C’est l’option la plus efficiente. En profitant des faibles frais
de gestion du Régime de rentes du Québec (alors que les frais de
gestion des REÉR canadiens, selon des études crédibles, sont parmi
les plus élevés au monde pour une performance souvent en deçà des
indices de référence) et du rendement d’une politique de placement
diversifiée, cette option permet de doubler la rente promise pour
une augmentation de la cotisation nettement moindre.
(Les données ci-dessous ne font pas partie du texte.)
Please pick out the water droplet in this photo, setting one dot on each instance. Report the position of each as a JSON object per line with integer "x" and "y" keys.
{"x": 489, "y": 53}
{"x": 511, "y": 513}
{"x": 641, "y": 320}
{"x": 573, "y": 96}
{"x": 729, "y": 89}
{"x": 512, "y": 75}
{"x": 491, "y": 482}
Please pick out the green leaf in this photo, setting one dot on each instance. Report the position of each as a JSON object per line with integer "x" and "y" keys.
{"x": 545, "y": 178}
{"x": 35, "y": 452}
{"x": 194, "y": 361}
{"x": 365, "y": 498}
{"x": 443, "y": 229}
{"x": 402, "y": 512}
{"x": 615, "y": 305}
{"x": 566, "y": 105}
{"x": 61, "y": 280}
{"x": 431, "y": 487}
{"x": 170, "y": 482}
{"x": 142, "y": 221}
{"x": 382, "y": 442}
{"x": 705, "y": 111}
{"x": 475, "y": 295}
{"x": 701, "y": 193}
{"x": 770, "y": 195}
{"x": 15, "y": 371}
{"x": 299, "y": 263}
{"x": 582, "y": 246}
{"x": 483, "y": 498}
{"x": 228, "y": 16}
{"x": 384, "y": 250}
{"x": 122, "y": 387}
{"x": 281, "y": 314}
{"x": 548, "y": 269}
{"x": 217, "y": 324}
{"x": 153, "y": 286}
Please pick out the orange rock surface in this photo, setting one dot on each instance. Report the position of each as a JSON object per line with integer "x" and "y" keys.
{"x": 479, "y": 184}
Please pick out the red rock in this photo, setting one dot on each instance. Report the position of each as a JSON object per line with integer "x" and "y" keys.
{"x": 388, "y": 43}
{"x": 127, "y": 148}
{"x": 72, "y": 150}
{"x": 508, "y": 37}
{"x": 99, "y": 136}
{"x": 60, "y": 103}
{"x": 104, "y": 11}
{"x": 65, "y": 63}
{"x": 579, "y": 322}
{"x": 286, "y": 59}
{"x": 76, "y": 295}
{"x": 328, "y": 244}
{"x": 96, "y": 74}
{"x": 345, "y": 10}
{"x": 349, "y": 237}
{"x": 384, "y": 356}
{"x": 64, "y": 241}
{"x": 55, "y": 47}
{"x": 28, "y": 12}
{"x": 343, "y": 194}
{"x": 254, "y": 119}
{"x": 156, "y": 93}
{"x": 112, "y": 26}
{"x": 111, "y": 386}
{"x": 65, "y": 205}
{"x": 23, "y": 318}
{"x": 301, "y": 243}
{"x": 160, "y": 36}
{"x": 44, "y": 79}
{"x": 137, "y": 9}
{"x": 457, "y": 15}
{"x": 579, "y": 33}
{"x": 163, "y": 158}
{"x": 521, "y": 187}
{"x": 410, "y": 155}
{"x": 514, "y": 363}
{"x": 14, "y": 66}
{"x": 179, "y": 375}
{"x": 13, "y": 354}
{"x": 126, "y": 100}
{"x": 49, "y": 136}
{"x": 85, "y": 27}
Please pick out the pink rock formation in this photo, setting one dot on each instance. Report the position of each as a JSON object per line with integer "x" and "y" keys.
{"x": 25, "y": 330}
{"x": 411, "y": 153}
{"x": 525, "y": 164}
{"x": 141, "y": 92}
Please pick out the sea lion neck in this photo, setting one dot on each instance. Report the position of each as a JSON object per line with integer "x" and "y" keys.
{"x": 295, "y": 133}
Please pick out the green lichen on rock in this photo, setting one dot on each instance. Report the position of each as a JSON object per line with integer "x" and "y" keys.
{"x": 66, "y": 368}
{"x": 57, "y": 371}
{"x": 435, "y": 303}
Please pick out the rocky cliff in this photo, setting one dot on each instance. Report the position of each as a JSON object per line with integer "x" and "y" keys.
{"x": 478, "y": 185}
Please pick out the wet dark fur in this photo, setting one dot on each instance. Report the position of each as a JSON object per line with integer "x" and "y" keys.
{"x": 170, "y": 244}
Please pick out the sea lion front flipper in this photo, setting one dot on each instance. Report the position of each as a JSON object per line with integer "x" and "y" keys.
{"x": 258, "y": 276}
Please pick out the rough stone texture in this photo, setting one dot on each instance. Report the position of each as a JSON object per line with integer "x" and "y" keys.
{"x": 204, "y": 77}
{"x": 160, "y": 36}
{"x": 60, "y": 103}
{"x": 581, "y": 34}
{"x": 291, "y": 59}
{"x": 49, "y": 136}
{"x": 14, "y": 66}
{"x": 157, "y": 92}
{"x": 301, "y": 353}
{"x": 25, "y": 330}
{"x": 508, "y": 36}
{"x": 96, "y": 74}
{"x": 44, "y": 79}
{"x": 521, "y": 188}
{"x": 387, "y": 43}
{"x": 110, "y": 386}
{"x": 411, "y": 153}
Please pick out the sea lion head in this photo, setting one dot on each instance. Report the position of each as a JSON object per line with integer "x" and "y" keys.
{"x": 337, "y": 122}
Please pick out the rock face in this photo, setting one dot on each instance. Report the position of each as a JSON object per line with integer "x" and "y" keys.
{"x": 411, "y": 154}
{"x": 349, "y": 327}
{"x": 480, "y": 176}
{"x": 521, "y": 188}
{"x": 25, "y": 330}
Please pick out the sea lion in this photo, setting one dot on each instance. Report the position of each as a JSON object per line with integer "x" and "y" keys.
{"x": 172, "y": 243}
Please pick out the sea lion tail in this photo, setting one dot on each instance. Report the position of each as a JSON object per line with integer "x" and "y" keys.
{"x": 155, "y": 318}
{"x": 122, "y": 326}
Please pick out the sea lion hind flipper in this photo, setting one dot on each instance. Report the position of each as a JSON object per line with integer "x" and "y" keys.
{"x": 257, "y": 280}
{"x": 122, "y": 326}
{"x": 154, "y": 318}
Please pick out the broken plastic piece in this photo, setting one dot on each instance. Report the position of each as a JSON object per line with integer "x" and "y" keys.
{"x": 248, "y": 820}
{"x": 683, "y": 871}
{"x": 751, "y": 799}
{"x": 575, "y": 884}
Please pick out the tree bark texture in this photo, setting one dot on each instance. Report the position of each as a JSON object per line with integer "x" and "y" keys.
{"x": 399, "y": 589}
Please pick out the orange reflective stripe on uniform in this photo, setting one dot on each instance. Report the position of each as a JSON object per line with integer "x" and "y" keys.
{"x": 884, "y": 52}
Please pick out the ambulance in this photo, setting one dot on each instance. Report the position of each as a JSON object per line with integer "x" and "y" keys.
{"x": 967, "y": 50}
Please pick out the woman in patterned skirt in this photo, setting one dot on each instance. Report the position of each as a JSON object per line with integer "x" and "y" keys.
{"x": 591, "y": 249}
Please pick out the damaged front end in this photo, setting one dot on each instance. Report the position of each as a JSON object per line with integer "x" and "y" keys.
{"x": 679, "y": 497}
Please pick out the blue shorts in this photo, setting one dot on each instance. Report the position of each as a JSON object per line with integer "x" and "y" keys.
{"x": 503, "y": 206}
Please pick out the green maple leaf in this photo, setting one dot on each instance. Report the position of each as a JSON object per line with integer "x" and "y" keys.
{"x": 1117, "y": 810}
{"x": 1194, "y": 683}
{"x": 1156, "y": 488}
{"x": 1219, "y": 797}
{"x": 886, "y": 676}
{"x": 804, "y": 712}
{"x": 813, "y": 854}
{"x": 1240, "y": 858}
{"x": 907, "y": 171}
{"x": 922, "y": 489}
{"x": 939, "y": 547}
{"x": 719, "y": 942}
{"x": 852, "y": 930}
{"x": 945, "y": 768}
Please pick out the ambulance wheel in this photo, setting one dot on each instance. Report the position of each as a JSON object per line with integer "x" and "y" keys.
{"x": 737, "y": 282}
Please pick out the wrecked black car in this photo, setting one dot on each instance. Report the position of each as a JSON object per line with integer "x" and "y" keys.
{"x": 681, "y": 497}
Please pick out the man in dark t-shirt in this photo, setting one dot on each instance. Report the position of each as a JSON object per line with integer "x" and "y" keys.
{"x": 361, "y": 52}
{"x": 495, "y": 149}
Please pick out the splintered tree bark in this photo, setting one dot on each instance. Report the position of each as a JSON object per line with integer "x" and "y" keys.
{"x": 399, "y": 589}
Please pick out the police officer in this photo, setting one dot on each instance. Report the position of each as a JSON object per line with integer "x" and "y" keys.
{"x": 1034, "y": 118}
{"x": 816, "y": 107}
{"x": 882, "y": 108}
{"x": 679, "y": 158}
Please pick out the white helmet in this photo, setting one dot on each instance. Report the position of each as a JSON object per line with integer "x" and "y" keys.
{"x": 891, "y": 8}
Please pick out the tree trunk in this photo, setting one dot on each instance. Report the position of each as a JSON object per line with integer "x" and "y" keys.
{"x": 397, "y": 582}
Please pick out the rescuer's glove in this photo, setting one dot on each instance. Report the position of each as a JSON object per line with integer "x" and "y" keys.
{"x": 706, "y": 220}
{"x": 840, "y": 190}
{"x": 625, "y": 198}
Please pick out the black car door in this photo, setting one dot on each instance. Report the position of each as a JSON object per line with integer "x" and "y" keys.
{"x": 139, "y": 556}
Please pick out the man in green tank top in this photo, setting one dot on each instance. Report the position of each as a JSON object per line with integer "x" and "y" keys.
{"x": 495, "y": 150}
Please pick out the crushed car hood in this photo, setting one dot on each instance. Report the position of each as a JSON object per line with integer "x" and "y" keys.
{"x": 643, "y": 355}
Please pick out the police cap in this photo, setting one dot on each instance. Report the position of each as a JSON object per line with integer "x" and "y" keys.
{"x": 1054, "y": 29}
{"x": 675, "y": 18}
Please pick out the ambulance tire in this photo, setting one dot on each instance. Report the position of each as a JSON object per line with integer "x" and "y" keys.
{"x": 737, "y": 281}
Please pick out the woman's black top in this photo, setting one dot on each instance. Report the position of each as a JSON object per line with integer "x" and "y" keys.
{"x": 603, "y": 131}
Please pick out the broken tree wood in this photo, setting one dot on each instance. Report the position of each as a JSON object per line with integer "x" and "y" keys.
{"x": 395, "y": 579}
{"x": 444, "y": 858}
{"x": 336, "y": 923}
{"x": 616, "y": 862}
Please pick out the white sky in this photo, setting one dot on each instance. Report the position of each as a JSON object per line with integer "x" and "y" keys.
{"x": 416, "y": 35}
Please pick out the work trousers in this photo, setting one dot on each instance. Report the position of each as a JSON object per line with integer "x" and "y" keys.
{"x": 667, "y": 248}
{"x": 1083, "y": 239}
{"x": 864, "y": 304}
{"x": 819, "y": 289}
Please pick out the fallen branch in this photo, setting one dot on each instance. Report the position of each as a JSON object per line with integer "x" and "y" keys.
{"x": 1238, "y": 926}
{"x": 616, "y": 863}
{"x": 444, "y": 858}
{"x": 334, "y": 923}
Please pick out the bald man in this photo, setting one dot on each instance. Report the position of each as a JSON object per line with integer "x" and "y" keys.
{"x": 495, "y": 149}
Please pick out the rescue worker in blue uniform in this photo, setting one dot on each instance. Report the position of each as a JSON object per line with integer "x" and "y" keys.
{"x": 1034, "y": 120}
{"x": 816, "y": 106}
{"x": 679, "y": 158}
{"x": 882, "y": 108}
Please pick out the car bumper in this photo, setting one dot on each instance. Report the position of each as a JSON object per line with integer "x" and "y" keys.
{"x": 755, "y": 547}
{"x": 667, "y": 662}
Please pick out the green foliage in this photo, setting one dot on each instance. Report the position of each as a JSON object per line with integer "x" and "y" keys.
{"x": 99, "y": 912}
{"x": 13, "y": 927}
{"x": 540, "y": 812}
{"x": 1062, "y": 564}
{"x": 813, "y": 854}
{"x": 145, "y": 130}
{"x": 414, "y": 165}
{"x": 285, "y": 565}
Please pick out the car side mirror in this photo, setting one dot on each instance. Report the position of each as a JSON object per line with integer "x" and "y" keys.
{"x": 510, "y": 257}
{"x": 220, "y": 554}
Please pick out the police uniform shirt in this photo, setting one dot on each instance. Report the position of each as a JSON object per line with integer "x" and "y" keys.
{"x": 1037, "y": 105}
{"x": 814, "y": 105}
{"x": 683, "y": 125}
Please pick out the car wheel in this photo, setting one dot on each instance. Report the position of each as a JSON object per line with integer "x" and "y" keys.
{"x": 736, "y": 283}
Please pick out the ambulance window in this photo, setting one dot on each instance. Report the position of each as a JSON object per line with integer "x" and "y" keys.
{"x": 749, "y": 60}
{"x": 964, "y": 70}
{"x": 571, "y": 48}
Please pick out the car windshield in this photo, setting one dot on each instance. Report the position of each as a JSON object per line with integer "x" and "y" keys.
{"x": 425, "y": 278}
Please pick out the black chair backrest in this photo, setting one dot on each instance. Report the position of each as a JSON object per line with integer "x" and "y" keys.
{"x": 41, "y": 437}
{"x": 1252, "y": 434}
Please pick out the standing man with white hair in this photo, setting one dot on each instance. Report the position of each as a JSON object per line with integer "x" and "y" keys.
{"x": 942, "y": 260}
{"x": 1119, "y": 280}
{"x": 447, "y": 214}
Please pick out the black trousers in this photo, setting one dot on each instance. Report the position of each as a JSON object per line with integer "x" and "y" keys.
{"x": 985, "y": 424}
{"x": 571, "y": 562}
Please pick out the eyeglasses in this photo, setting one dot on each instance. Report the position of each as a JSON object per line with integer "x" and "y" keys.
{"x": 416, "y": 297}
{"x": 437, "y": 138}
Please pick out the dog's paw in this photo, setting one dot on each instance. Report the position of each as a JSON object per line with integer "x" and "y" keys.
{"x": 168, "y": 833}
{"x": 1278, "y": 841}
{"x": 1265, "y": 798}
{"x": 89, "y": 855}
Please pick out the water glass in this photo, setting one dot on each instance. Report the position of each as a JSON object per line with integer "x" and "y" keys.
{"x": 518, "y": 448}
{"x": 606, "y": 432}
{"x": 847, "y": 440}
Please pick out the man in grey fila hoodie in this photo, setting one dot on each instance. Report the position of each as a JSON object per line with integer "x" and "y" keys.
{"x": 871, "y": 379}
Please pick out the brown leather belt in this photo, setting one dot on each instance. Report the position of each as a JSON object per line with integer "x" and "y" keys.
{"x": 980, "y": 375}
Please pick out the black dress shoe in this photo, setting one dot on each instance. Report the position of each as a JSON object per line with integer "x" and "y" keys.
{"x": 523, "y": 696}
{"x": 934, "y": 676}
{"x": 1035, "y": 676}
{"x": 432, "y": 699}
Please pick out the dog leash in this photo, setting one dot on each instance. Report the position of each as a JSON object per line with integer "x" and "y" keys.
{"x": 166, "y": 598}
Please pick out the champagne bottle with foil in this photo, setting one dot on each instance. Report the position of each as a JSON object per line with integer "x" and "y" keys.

Contrairement à l’approche des ministres des Finances, mais aussi
de Claude Castonguay, nous pensons que l’amélioration de la
sécurité du revenu à la vieillesse est un enjeu sociétal qui
requiert la solidarité de l’ensemble des composantes de la société,
et pas seulement les travailleurs, et la législation doit obliger
non seulement les travailleurs, mais aussi les entreprises, à
cotiser à la solution retenue. D’ailleurs, politiquement, une
législation obligeant à cotiser à un régime sera mieux acceptée par
la population si elle inclut une cotisation obligatoire de
l’employeur au bénéfice du travailleur.
Sécurité et efficience
Pour les entreprises et les travailleurs déjà couverts par un
régime de retraite, la mise en place d’un tel régime public
constituerait une occasion d’ajuster en conséquence le coût du
service courant dans leur régime de retraite, atténuant ainsi les
pressions financières et comptables que doit supporter
individuellement chaque entreprise et permettant ainsi une
viabilité accrue des régimes à prestations déterminées dans le
secteur privé.
M. Castonguay s’est inquiété de l’impact sur les travailleurs à
faible revenu d’une amélioration du RRQ. En relevant l’exemption au
niveau des cotisations, la proposition limite l’impact pour les
travailleurs à faible revenu et leurs employeurs. Ainsi, un
travailleur gagnant 35,400$ verrait sa cotisation passer de 4,5% à
7,0% de son salaire, mais en contrepartie, sa rente à terme
augmenterait de 8408$ à 16,815$.
Bref, l’approche qui est la plus sécuritaire, qui permet de
garantir à l’avance un taux de remplacement amélioré du revenu pour
le reste de la vie durant tout en laissant une place à l’épargne
privée sur une base complémentaire, et où on en a le plus pour son
argent, c’est une amélioration du Régime de rentes du Québec.
Pourquoi écarter aussi rapidement une telle option?